Task Runner allows you to run simulations locally via the Inductiva API.

How to Run

Pre-requisites

  • Operating System: Linux -- MacOS should work, but might be slower building MPI dependencies. Windows was not yet tested.
  • docker -- user should already have been added to the docker group, or have admin rights to do it
  • git -- (optional) to clone this repository, alternatively download the zip file.
  • make (optional) -- to launch the commands easily, alternatively run them explicitely on the terminal.
  • nvidia container toolkit -- (optional) -- this is required only if you want to launch the TaskRunner with NVIDIA GPU support -- please follow the official instructions to install the libraries and then configure Docker.

Additionally you need:

Setup Environment

Create a file named .env where you will store your Inductiva API key and the Inductiva API URL.

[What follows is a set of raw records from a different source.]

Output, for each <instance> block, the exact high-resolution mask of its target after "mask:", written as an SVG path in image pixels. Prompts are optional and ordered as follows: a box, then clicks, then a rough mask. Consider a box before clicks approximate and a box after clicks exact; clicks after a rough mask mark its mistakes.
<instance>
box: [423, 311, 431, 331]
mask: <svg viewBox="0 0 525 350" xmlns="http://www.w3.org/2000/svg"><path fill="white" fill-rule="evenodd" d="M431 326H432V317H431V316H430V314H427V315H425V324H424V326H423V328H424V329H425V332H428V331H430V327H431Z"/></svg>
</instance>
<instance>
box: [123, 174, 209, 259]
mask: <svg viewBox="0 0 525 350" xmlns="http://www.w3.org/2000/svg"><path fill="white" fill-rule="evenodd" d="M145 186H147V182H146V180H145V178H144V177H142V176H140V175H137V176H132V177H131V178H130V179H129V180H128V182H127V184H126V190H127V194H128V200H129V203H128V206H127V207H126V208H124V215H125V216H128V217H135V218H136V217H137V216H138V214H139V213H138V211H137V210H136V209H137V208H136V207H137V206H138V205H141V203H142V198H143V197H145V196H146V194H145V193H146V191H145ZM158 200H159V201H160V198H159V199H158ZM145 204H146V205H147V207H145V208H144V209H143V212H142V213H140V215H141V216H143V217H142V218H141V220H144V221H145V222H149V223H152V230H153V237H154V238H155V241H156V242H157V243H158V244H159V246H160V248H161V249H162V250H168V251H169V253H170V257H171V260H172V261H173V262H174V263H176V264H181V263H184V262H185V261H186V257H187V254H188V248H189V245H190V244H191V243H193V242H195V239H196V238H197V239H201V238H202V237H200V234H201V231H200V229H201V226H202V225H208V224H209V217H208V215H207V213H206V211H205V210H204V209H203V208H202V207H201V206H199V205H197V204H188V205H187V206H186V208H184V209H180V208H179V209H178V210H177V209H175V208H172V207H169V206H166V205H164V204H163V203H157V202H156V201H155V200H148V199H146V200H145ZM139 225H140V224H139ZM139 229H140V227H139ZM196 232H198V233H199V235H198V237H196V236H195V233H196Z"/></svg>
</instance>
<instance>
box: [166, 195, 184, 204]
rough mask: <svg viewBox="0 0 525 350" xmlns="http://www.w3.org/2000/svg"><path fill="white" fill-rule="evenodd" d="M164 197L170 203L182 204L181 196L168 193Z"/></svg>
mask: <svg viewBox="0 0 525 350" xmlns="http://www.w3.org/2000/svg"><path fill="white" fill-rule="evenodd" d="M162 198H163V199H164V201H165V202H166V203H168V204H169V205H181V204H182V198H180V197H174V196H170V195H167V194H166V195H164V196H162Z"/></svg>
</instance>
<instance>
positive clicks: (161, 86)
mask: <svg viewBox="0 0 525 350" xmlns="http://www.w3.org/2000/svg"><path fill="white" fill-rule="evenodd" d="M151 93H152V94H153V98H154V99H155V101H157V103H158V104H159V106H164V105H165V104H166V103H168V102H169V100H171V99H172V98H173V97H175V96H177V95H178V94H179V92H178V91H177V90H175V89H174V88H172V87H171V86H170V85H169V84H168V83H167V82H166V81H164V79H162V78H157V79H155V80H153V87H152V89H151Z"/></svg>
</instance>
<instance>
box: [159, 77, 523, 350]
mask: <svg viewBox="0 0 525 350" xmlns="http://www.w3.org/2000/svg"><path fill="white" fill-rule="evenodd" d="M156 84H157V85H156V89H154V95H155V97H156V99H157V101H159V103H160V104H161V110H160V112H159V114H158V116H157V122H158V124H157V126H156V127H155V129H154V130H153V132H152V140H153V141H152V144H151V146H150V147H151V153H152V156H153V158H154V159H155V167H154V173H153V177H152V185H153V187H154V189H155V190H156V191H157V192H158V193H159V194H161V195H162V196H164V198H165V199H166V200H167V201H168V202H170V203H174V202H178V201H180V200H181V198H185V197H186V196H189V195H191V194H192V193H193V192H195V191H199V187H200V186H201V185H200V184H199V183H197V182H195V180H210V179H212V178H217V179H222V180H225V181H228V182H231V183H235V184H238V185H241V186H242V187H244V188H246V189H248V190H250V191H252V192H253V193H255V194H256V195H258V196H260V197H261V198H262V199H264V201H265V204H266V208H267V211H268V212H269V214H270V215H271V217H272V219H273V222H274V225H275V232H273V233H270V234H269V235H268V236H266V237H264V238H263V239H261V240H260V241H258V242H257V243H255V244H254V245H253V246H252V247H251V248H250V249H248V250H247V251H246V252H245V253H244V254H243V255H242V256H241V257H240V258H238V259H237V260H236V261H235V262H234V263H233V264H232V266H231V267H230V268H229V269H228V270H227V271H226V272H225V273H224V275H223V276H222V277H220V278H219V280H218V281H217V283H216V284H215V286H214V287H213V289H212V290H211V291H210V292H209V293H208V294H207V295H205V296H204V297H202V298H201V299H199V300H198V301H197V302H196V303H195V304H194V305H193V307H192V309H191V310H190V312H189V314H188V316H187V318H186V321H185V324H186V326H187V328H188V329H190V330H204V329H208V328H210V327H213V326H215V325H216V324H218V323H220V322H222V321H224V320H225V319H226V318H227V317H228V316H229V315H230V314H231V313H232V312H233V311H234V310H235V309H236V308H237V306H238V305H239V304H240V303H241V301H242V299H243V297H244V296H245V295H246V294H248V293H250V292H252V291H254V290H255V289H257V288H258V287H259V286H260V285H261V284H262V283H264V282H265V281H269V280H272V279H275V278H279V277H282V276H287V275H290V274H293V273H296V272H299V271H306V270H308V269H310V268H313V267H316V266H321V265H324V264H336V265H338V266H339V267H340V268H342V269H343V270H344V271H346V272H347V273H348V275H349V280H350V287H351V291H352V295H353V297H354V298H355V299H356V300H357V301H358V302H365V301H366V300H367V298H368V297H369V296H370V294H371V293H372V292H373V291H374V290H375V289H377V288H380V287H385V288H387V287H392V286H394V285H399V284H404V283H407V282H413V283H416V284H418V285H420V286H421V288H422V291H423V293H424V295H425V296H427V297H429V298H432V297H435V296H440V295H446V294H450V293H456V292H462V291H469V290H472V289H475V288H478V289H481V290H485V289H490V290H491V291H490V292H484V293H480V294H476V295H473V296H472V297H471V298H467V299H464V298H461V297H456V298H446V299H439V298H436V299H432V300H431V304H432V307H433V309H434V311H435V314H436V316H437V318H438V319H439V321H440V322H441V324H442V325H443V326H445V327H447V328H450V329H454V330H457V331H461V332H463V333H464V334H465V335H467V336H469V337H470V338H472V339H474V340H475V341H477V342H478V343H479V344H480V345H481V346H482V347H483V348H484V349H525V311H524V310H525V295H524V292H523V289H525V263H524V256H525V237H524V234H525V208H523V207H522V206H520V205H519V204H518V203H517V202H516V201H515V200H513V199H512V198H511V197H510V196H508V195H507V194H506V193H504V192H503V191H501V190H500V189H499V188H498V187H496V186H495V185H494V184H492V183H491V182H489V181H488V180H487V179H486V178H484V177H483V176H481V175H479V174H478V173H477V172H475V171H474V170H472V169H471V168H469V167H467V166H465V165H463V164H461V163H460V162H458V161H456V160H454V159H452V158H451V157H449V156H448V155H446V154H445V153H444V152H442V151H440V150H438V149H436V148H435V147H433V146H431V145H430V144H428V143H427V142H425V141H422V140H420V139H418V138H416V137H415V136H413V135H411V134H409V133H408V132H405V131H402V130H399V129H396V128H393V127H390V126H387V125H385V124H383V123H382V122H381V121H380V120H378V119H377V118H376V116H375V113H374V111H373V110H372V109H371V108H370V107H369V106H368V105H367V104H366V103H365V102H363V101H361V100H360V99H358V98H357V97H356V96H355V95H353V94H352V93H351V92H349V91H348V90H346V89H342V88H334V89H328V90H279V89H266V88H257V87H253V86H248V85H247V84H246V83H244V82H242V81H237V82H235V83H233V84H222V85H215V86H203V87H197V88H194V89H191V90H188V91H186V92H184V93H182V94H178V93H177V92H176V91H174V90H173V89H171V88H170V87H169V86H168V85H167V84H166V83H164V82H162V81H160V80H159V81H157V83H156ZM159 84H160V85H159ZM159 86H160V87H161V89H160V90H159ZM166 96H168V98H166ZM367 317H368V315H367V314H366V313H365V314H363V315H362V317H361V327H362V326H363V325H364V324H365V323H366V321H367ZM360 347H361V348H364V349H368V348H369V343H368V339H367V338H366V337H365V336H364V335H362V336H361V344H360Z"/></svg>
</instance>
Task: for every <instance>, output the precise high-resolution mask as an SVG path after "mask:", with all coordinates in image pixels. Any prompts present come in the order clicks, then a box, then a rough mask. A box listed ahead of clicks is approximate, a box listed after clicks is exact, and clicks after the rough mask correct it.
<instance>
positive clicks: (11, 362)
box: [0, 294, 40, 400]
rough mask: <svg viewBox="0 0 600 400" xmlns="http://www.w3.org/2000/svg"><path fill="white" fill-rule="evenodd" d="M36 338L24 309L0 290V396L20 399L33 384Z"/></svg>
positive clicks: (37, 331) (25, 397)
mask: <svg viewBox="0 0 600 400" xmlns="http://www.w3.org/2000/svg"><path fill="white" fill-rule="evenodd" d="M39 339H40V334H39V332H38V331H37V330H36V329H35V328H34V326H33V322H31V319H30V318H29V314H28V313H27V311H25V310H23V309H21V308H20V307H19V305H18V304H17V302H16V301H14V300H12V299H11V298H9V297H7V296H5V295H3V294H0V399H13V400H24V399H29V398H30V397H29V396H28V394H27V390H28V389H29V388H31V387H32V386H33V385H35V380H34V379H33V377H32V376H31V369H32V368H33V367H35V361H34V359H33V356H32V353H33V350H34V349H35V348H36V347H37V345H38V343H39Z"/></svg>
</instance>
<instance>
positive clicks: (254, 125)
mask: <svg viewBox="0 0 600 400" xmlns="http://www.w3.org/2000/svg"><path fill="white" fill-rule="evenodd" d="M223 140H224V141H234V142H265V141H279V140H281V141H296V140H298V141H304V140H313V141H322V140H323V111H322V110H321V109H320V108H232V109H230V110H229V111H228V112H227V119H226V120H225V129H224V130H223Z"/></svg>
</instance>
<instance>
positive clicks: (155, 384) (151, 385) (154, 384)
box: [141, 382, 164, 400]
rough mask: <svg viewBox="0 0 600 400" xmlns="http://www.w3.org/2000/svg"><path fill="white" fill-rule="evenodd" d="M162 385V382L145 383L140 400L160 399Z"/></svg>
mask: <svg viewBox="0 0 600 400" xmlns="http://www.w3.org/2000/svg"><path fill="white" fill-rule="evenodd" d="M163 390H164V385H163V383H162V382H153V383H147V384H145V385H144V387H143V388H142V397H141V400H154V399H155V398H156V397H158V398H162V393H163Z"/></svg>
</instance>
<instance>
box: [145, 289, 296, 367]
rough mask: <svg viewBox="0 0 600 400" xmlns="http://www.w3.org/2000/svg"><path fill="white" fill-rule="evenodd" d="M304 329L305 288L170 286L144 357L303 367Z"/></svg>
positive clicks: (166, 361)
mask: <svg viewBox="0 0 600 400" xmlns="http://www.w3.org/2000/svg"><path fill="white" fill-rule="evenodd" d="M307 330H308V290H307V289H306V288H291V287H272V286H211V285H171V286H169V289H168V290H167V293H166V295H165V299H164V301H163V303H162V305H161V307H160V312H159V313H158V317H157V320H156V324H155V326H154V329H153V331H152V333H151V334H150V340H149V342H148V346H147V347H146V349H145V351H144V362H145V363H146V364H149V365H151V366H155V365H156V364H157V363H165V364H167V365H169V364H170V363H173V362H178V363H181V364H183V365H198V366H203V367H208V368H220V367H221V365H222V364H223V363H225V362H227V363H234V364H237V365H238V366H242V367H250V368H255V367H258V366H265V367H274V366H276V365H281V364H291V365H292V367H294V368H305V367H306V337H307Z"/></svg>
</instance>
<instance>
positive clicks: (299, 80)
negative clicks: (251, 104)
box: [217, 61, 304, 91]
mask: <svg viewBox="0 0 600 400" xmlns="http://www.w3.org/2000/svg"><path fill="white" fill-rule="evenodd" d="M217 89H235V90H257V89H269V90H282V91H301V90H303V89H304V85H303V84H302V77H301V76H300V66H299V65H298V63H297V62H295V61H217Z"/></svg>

INDUCTIVA_API_KEY=xxxxxxxxxx
INDUCTIVA_API_URL=https://api.inductiva.ai

To specify a name for your machine group or to connect a task-runner to an already existing machine add the machine group name to your .env file

MACHINE_GROUP_NAME='my-machine-group-name'

Build and Run the application

The application can be run in two different ways: the fully functional Normal mode that takes longer to build, or a lighter Lite mode that does not install openmpi.

Normal mode

Build and run the docker container:

make task-runner-up

Lite mode

Build and run a lighter version of the Task Runner

make task-runner-lite-up

NOTE: The simulators that use openmpi (eg. AmrWind, CaNs) can not be chosen to run simulations in Lite mode.

With GPU access

Build and run the Task Runner with CUDA support:

make task-runner-cuda-up

Run Simulations

You can now run simulations locally by passing a local machine when you call the run function. Try out the following example:

import inductiva

input_dir = inductiva.utils.files.download_from_url(
    "https://storage.googleapis.com/inductiva-api-demo-files/"
    "gromacs-input-example.zip", True)

commands = [
    "gmx solvate -cs tip4p -box 2.3 -o conf.gro -p topol.top",
    ("gmx grompp -f energy_minimization.mdp -o min.tpr -pp min.top "
     "-po min.mdp -c conf.gro -p topol.top"),
    "gmx mdrun -s min.tpr -o min.trr -c min.gro -e min.edr -g min.log",
    ("gmx grompp -f positions_decorrelation.mdp -o decorr.tpr "
     "-pp decorr.top -po decorr.mdp -c min.gro"),
    ("gmx mdrun -s decorr.tpr -o decorr.trr -x  -c decorr.gro "
     "-e decorr.edr -g decorr.log"),
    ("gmx grompp -f simulation.mdp -o eql.tpr -pp eql.top "
     "-po eql.mdp -c decorr.gro"),
    ("gmx mdrun -s eql.tpr -o eql.trr -x trajectory.xtc -c eql.gro "
     "-e eql.edr -g eql.log")
]

machine = inductiva.resources.machine_groups.get_by_name('my-machine-group-name')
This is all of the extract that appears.